Jane Stevenson for Toronto Sun
DVP Groundhogs may sound like a fledgling Toronto sports team, but they’re actual critters who live in an seemingly inhospitable habitat.
It turns out a grassy, hilly median, between the north and southbound lanes of the Don Valley Parkway — one of Toronto’s busiest thoroughfares — is a sweet spot for a bunch of groundhogs thriving south of Eglington Ave., and north of Spanbridge Rd.
Now that spring has officially sprung, drivers stuck in bumper-to-bumper traffic are seeing the furry highway oddities, also known as woodchucks, scurrying around with more frequency as they venture out of holes in that patch of land.
“As long as I can remember, we’ve gotten sporadic calls about those groundhogs,” said Nathalie Karvonen, the executive director at the Toronto Wildlife Centre (TWC).
“Quite often the calls we get are about ‘beavers’ on the Don Valley Parkway. But the beavers are always the groundhogs.”
Karvonen thinks the territorial rodents, whose diet consists of plants, nuts, seeds and insects (for nursing mothers), took up residence on the DVP “for as long as I can remember — 10 (years) for sure, maybe 20.”
She said her centre receives a handful of calls annually about the woodland creatures, but there’s no cause for alarm.
“People are just concerned. They think that they are in trouble and need to be moved.”
But the biggest puzzle to non-animal experts is why did the groundhogs, which generally hibernate between November and March, chose that bustling location to call home?
“There actually is a very good advantage to that,” said Karvonen. “There’s a natural predator on a spot like that so those groundhogs would have to watch out for aerial predators, like, for example, birds of prey. But they wouldn’t have to watch out for coyotes and foxes.”
And, more importantly, how do they survive without getting hit by cars?
“We’re assuming they have a tunnel system under the highway,” said Karvonen. “They do have a very expansive tunnel system, generally speaking, and because they’re having groundhogs in this spot for such a long time, it wouldn’t surprise me if they do have at least one series of tunnels that takes them right off the median and away from (the cars).”
And Karvonen isn’t worried about human interaction.
“Groundhogs are very nervous around people,” said Karvonen. “So if someone was to stop their car and certainly get out of their car, those groundhogs would just be right down the hole.”
Did you hear the one about the three-legged fox?
The DVP groundhogs aren’t the only wild animals taking up residence in crowded urban spaces in The Six.
“Years ago, there was a three-legged fox that we got lots of calls about,” said Nathalie Karvonen of the Toronto Wildlife Centre.
“She and her partner would actually make their den right along Hwy. 401 in Scarborough year after year. And the theory at that time, although there was the 401 there, there was again an absence of some natural predators. And probably coyotes would have been the biggies for them. They probably felt safe because of that.”

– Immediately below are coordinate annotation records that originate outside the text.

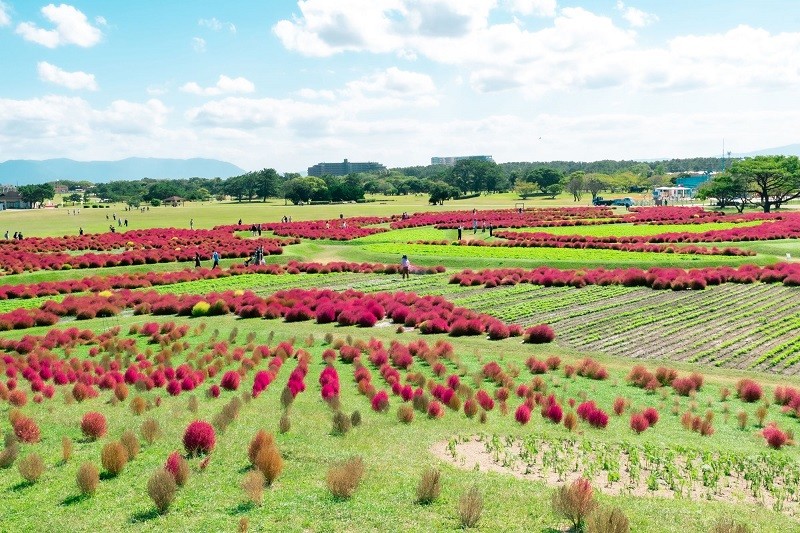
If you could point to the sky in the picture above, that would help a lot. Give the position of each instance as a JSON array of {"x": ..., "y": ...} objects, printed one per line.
[{"x": 287, "y": 84}]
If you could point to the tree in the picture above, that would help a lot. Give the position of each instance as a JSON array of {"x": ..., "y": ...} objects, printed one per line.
[
  {"x": 544, "y": 177},
  {"x": 575, "y": 185},
  {"x": 266, "y": 183},
  {"x": 771, "y": 180},
  {"x": 525, "y": 189},
  {"x": 37, "y": 194},
  {"x": 441, "y": 191},
  {"x": 595, "y": 184},
  {"x": 553, "y": 190},
  {"x": 476, "y": 175},
  {"x": 726, "y": 189}
]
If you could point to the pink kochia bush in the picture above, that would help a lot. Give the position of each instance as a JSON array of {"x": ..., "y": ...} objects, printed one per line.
[
  {"x": 93, "y": 425},
  {"x": 523, "y": 414},
  {"x": 230, "y": 380},
  {"x": 199, "y": 438},
  {"x": 592, "y": 414},
  {"x": 639, "y": 422}
]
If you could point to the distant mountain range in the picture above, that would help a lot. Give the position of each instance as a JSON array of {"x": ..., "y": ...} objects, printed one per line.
[{"x": 26, "y": 171}]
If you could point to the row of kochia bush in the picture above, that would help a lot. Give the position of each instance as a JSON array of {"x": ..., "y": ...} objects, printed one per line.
[
  {"x": 577, "y": 216},
  {"x": 138, "y": 247},
  {"x": 655, "y": 278},
  {"x": 430, "y": 314},
  {"x": 36, "y": 364},
  {"x": 544, "y": 240},
  {"x": 137, "y": 280}
]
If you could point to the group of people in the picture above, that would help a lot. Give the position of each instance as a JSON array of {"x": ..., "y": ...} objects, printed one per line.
[
  {"x": 257, "y": 258},
  {"x": 214, "y": 260}
]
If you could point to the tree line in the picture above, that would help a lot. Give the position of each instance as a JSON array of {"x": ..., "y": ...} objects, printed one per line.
[{"x": 440, "y": 182}]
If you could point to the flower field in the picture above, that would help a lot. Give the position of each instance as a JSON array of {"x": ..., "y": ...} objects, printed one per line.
[{"x": 221, "y": 399}]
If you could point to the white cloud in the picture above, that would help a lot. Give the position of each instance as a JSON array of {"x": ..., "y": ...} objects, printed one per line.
[
  {"x": 5, "y": 18},
  {"x": 540, "y": 8},
  {"x": 636, "y": 17},
  {"x": 217, "y": 25},
  {"x": 71, "y": 27},
  {"x": 198, "y": 44},
  {"x": 71, "y": 80},
  {"x": 224, "y": 85}
]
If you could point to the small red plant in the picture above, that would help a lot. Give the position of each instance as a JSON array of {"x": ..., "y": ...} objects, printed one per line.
[
  {"x": 199, "y": 438},
  {"x": 93, "y": 425}
]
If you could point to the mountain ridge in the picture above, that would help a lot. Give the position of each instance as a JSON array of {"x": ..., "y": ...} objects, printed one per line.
[{"x": 29, "y": 171}]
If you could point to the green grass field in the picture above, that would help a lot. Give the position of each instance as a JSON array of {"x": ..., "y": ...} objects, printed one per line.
[{"x": 395, "y": 454}]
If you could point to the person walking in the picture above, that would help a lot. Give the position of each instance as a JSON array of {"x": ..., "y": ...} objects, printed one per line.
[{"x": 405, "y": 266}]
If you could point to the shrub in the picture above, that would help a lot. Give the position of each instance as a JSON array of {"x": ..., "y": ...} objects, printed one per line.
[
  {"x": 729, "y": 525},
  {"x": 651, "y": 415},
  {"x": 66, "y": 449},
  {"x": 261, "y": 439},
  {"x": 570, "y": 421},
  {"x": 199, "y": 438},
  {"x": 253, "y": 486},
  {"x": 341, "y": 423},
  {"x": 138, "y": 405},
  {"x": 405, "y": 413},
  {"x": 87, "y": 478},
  {"x": 26, "y": 429},
  {"x": 270, "y": 463},
  {"x": 540, "y": 334},
  {"x": 605, "y": 520},
  {"x": 575, "y": 502},
  {"x": 430, "y": 486},
  {"x": 470, "y": 507},
  {"x": 9, "y": 454},
  {"x": 113, "y": 457},
  {"x": 639, "y": 422},
  {"x": 343, "y": 478},
  {"x": 131, "y": 444},
  {"x": 93, "y": 425},
  {"x": 748, "y": 390},
  {"x": 284, "y": 424},
  {"x": 161, "y": 488},
  {"x": 31, "y": 467},
  {"x": 150, "y": 430},
  {"x": 774, "y": 436},
  {"x": 619, "y": 406},
  {"x": 178, "y": 467}
]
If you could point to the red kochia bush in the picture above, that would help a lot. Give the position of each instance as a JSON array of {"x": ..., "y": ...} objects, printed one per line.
[
  {"x": 230, "y": 381},
  {"x": 199, "y": 438},
  {"x": 651, "y": 415},
  {"x": 540, "y": 334},
  {"x": 523, "y": 414},
  {"x": 639, "y": 422},
  {"x": 93, "y": 425}
]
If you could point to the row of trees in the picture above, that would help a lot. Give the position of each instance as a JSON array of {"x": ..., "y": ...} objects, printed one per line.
[{"x": 764, "y": 181}]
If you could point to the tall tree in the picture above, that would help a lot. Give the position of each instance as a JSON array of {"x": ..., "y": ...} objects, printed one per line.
[
  {"x": 726, "y": 189},
  {"x": 37, "y": 194},
  {"x": 772, "y": 180},
  {"x": 575, "y": 185}
]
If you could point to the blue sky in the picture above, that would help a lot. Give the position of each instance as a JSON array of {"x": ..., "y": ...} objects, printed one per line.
[{"x": 287, "y": 84}]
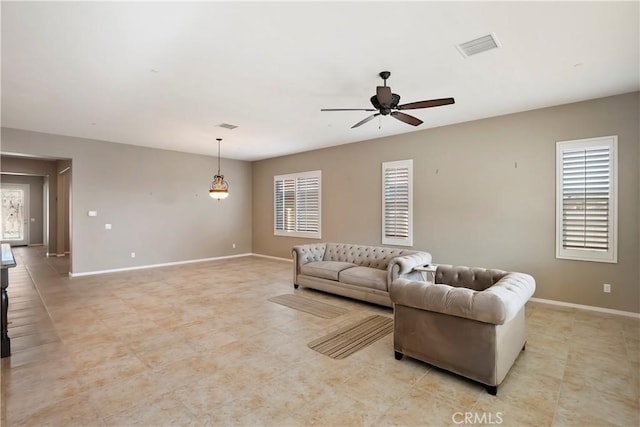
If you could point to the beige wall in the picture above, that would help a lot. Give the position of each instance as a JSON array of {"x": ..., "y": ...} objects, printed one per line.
[
  {"x": 156, "y": 200},
  {"x": 472, "y": 205}
]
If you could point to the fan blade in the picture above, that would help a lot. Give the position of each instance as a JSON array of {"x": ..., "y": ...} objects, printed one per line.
[
  {"x": 426, "y": 104},
  {"x": 406, "y": 118},
  {"x": 361, "y": 122},
  {"x": 383, "y": 93},
  {"x": 348, "y": 109}
]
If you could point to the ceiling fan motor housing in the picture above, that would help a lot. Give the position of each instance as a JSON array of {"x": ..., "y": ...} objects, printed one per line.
[{"x": 385, "y": 109}]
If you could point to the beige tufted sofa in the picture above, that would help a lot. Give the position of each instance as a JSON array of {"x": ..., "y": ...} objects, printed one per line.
[
  {"x": 355, "y": 271},
  {"x": 470, "y": 322}
]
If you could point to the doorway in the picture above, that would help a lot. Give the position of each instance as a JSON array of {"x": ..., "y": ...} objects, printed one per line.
[{"x": 14, "y": 227}]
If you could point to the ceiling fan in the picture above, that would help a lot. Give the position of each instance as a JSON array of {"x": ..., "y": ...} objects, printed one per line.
[{"x": 386, "y": 103}]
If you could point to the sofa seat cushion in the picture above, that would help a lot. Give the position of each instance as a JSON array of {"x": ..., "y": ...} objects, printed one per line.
[
  {"x": 325, "y": 269},
  {"x": 366, "y": 277}
]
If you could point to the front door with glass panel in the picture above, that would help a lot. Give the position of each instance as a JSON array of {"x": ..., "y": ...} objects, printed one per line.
[{"x": 14, "y": 227}]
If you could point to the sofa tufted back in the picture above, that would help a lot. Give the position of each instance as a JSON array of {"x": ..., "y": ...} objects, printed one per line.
[
  {"x": 475, "y": 278},
  {"x": 365, "y": 256}
]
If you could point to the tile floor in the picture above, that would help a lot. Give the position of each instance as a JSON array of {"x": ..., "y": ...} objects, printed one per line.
[{"x": 199, "y": 344}]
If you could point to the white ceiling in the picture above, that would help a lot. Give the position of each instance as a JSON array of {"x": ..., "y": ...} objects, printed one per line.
[{"x": 167, "y": 74}]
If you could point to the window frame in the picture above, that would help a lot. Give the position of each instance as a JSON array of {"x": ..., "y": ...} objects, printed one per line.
[
  {"x": 296, "y": 177},
  {"x": 387, "y": 239},
  {"x": 610, "y": 255}
]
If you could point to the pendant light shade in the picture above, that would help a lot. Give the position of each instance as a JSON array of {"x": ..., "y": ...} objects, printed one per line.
[{"x": 219, "y": 187}]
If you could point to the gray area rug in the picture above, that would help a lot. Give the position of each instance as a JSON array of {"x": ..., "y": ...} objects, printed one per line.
[
  {"x": 346, "y": 341},
  {"x": 309, "y": 305}
]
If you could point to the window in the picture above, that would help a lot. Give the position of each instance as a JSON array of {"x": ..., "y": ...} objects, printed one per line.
[
  {"x": 297, "y": 204},
  {"x": 397, "y": 195},
  {"x": 586, "y": 199}
]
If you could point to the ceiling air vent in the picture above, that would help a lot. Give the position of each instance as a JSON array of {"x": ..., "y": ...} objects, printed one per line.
[
  {"x": 227, "y": 126},
  {"x": 478, "y": 45}
]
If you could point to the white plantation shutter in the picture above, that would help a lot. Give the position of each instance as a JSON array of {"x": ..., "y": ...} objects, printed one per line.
[
  {"x": 586, "y": 199},
  {"x": 397, "y": 221},
  {"x": 297, "y": 205}
]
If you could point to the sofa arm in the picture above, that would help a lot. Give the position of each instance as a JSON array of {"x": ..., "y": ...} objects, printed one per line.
[
  {"x": 304, "y": 254},
  {"x": 497, "y": 305},
  {"x": 403, "y": 265}
]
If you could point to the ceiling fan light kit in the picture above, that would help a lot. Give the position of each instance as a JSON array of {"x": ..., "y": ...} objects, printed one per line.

And then there’s the coyote — nicknamed Allen for obvious reasons — by the TWC.
“He likes to do a lot of hunting in the small little strip of grass where the exit ramp is onto the Allen Road from the 401,” said Karvonen.
“And he’s coming and go for sure, and he’s not going underground obviously. He’s coming and going across the highway itself,” she added. “But he actually likes to hunt in the particular area of grass and we get a lot of calls about him, of course, because people are driving by like, ‘Oh, what is that?’ Like, for him, he’s obviously learned how to avoid the traffic.”